O doloroso genocídio dos Cristãos

Médio Oriente, África e Ásia. Mudam os países, mudam os protagonistas, mas na essência nada se altera. O Cristianismo continua a ser a religião mais perseguida no mundo e em muitos lugares assiste-se mesmo a tentativas de genocídio.

Médio Oriente, África e Ásia. Mudam os países, mudam os protagonistas, mas na essência nada se altera. O Cristianismo continua a ser a religião mais perseguida no mundo e em muitos lugares assiste-se mesmo a tentativas de genocídio.

De dois em dois anos, a Fundação AIS (Ajuda à Igreja que Sofre) publica um Relatório detalhado sobre a perseguição aos Cristãos no mundo. Na passada quarta-feira, dia 23, foi apresentado em Lisboa, a par de outras capitais europeias, o mais recente estudo que abrange o período entre julho de 2017 e julho de 2019. O documento revela uma realidade impressionante. Os únicos países analisados em que se verifica uma menor pressão sobre a comunidade cristã são a Síria e o Iraque. E apenas por causa da derrota militar imposta ao Daesh, o auto-proclamado Estado Islâmico. Mas mesmo em relação a estes dois países, o Relatório da Fundação AIS deixa sinais de alerta. A situação de forte instabilidade que se vive ainda nesta região poderá vir a acelerar o fim do Cristianismo se a comunidade internacional não atuar rapidamente. Esta é, aliás, uma das principais conclusões do documento.

Em Lisboa, a sessão de apresentação do Relatório, no Centro Nacional de Cultura, contou com a presença de Paulo Portas, ex-ministro dos Negócios Estrangeiros, que sublinhou a importância de o mundo não virar costas a “este combate desigual” em defesa da comunidade cristã nesta região tão atribulada do globo. “Temos o dever de lembrar às sociedades ocidentais que há muitos cristãos que são perseguidos, que não podem viver em liberdade, que uma parte da sua dignidade está capturada e que precisam de ser lembrados, que precisam de ser falados e que se actue mais em sua defesa”, disse Portas.

A Fundação AIS acaba de publicar mais um Relatório sobre os Cristãos oprimidos por causa da sua fé.
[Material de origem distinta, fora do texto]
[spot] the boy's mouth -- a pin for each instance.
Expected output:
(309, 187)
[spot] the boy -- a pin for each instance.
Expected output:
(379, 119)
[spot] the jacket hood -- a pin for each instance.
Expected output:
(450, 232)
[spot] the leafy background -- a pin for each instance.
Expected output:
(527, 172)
A sua leitura devia envergonhar muitas consciências.

Silêncio cúmplice

O silêncio cúmplice da comunidade internacional perante a tragédia que é vivida por cristãos em tantos lugares do mundo atravessa todo o Relatório e foi sublinhado também por Paulo Portas. “O Relatório usa a palavra genocídio quando tem de usar. Ela tem uma caracterização no Direito Internacional que é muito clara e aquilo que se passa em muitos lugares do mundo é um genocídio contra os Cristãos. É tão simples como isso, e tão doloroso como isso.”
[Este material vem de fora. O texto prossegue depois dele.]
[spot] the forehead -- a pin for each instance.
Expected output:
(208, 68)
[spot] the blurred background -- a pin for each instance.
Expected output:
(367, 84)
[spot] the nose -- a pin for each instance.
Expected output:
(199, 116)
A constatação de que há uma tentativa de genocídio em muitos países contra os Cristãos, havendo suficiente informação sobre isso, aumenta ainda mais a perplexidade dos que não entendem a razão para tanto alheamento. O Relatório produzido pela Fundação AIS é categórico no que diz respeito ao Médio Oriente, onde é inegável “o impacto” da violência terrorista do Daesh. A “presença dramaticamente reduzida” de Cristãos ou de Yazidis em diversas cidades ou vilas é hoje um sinal claro da tentativa de genocídio que teve lugar durante os tempos em que vastas regiões do Iraque e da Síria caíram nas mãos do ‘califado’ jihadista.

Desaparecimento da Igreja

Havia 1,5 milhões de cristãos no Iraque antes de 2003, mas em meados de 2019 esse número caiu para menos de 150 mil, havendo dados que apontam mesmo para menos de 120 mil. Ou seja, trata-se de um declínio de cerca de 90% no curto espaço de tempo de uma geração. O mesmo se passa na Síria, onde o número de cristãos caiu cerca de dois terços desde o início do conflito, em 2011.
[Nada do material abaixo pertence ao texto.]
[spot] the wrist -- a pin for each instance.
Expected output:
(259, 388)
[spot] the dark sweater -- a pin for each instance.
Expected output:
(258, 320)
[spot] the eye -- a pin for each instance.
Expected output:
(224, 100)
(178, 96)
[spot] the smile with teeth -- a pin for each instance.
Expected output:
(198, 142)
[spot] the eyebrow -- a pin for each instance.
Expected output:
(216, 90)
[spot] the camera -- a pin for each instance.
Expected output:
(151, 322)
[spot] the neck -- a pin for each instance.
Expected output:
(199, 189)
A constatação de que há uma tentativa de genocídio em muitos países contra os Cristãos, havendo suficiente informação sobre isso, aumenta ainda mais a perplexidade dos que não entendem a razão para tanto alheamento.

“O impacto deste genocídio – continuação dos fluxos migratórios, crises de segurança, pobreza extrema e recuperação lenta – significa que pode ser demasiado tarde para que algumas comunidades cristãs do Médio Oriente recuperem. Nalgumas vilas e cidades, a contagem decrescente para o desaparecimento do Cristianismo parece imparável”, pode ler-se no Relatório.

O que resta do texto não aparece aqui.